Where do my solutions fail? (Fill the cube and Jogging ground from TCS Codevita)

Now that TCS Codevita is over I can finally get this off my chest. I cannot see where my solutions to these problems fail.

The questions are at this link (https://imgur.com/8wCo0DN)
I hope they’re readable.

1. Fill the cube

Here’s my solution to it:
I’ve put comments to guide you through the solution. I believe my macros are quite straight forward so that shouldn’t affect readability that much.

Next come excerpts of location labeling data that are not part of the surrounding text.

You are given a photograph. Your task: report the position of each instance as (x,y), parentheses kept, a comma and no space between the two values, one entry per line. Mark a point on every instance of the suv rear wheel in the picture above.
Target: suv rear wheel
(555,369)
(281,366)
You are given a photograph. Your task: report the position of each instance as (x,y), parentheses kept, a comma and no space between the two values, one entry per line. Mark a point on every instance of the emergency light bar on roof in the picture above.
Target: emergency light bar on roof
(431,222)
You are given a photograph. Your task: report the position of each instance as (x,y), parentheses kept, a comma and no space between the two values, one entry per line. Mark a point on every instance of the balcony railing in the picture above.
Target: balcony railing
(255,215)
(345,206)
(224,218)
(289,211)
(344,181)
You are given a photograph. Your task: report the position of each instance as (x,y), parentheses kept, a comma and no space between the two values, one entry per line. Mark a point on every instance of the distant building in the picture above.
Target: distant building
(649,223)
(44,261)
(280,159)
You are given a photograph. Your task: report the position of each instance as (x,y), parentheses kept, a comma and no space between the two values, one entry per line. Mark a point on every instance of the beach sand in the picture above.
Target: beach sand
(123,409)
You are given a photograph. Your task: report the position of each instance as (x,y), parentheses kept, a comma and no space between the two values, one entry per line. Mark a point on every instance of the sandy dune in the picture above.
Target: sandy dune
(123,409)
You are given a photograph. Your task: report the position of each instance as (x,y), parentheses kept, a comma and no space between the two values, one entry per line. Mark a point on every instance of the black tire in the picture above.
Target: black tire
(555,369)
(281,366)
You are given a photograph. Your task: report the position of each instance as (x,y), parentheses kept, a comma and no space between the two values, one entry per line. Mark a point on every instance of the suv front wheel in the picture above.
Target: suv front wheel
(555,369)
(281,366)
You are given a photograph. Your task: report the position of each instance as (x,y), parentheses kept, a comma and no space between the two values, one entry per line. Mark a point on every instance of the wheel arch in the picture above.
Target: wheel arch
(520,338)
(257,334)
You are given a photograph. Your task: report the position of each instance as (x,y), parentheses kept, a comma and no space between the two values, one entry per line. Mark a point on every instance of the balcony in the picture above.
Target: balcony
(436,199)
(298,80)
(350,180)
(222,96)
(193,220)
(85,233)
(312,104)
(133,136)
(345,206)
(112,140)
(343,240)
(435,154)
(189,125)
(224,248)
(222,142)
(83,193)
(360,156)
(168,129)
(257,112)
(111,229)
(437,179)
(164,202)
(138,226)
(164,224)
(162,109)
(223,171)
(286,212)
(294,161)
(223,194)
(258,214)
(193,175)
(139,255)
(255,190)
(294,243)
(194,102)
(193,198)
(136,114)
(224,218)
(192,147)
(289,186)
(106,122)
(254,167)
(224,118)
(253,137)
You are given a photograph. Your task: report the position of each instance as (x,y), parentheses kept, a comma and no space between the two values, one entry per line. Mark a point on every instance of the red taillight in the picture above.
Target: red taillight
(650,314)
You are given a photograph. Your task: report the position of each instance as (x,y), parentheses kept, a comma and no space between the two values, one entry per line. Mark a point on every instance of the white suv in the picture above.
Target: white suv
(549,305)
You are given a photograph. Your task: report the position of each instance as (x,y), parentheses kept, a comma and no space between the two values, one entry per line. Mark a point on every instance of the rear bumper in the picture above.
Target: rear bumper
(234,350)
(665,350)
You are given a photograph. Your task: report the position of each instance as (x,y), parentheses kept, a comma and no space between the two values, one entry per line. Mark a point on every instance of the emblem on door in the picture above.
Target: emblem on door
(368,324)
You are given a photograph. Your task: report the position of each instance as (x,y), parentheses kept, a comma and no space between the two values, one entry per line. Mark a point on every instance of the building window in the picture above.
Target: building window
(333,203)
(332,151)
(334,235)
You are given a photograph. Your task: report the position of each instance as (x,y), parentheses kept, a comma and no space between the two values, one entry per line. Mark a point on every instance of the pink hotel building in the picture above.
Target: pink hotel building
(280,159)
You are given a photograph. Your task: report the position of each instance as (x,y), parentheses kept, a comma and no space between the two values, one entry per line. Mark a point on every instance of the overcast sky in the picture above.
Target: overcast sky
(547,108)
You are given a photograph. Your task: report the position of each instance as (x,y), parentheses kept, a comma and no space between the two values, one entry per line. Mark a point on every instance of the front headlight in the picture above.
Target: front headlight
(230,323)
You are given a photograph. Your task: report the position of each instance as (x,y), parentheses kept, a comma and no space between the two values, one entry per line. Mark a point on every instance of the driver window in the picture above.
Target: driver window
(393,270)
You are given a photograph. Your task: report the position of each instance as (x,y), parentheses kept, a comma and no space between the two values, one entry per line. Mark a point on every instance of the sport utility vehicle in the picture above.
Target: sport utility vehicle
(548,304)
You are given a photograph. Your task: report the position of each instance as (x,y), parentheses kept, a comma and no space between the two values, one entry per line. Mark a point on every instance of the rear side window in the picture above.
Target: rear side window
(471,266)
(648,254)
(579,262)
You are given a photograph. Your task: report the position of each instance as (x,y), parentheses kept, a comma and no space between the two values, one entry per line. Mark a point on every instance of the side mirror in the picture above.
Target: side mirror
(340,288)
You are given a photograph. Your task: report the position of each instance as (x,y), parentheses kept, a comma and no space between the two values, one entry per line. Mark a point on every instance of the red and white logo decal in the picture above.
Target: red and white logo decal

// Read this function after solve
int maxgap(vi &rem) {
    // The goal of this function is to find the length of
    // the largest square shaped empty space in the function.
    int res = 0, n = rem.size();
    foi(i, 0, n) {
        foi(j, i, n) {
            // i and j are the inclusive limiters for the current range
            // curr is the square cavity in the range
            int curr = INF;
            // This loop calculates the limiting vertical space of the range
            for (int x = i; x <= j; ++x) {
                curr = min(curr, rem[x]);
            }
            // (j - i + 1) is the length of the range or the limiting horizontal space
            curr = min(j - i + 1, curr);
            res = max(res, curr);
        }
    }
    return res;
}

void solve() {
    int n; cin >> n;
    vvi w(n, vi(n));
    
    // Changing C's to 1 and D's to 0 to make the calculations ahead a bit simpler.
    char temp;
    foi(i, 0, n) {
        foi(j, 0, n) {
            cin >> temp;
            if (temp == 'C') w[i][j] = 1;
            else  w[i][j] = 0;
        }
    }

    // Only two rotations matter one "upright" and one "sideways".  
    // I calculate the number of bricks in each column in u and row in s. 
    // After that I change from number of bricks to number of empty spaces
    vi u(n), s(n);
    foi(i, 0, n) {
        foi(j, 0, n) {
            u[j] += w[i][j];
            s[i] += w[i][j];
        }
    }
    iter(i, u) i = n - i;
    iter(i, s) i = n - i;

    // Now read the maxgap function
    cout << max(maxgap(u), maxgap(s));
}

2. Jogging ground

Here’s my solution to it:
It’s really straight forward python code so shouldn’t be a problem understanding it. I can’t see why this one would fail. Note that in the original solution I replaced dist with my own function because turns out python 3.6.x, the version used by the contest compiler didn’t have it

from math import sin, cos, radians, dist

r, d1, d2, d3 = [int(x) for x in input().split()]
angles = [int(x) for x in input().split()]
velocs = [int(x) for x in input().split()]
direcs = [1 if x == '1' else -1 for x in input().split()]
n = int(input())

a1, a2, a3, a4 = [angles[i] + (direcs[i]*velocs[i]*n)
        for i in range(0, 4)]

def xyd(angle, radius, distance):
    angle = radians(angle)
    y = radius * sin(angle)
    x = radius * cos(angle) + distance
    return x, y

x1, y1 = xyd(a1, r, 0)
x2, y2 = xyd(a2, r, d1)
x3, y3 = xyd(a3, r, d2)
x4, y4 = xyd(a4, r, d3)

z1 = dist((x1, y1), (x2, y2))
z2 = dist((x2, y2), (x3, y3))
z3 = dist((x3, y3), (x4, y4))

print(round(z1 + z2 + z3), end="")

Both my solutions did pass the “Public” tests so am I missing something?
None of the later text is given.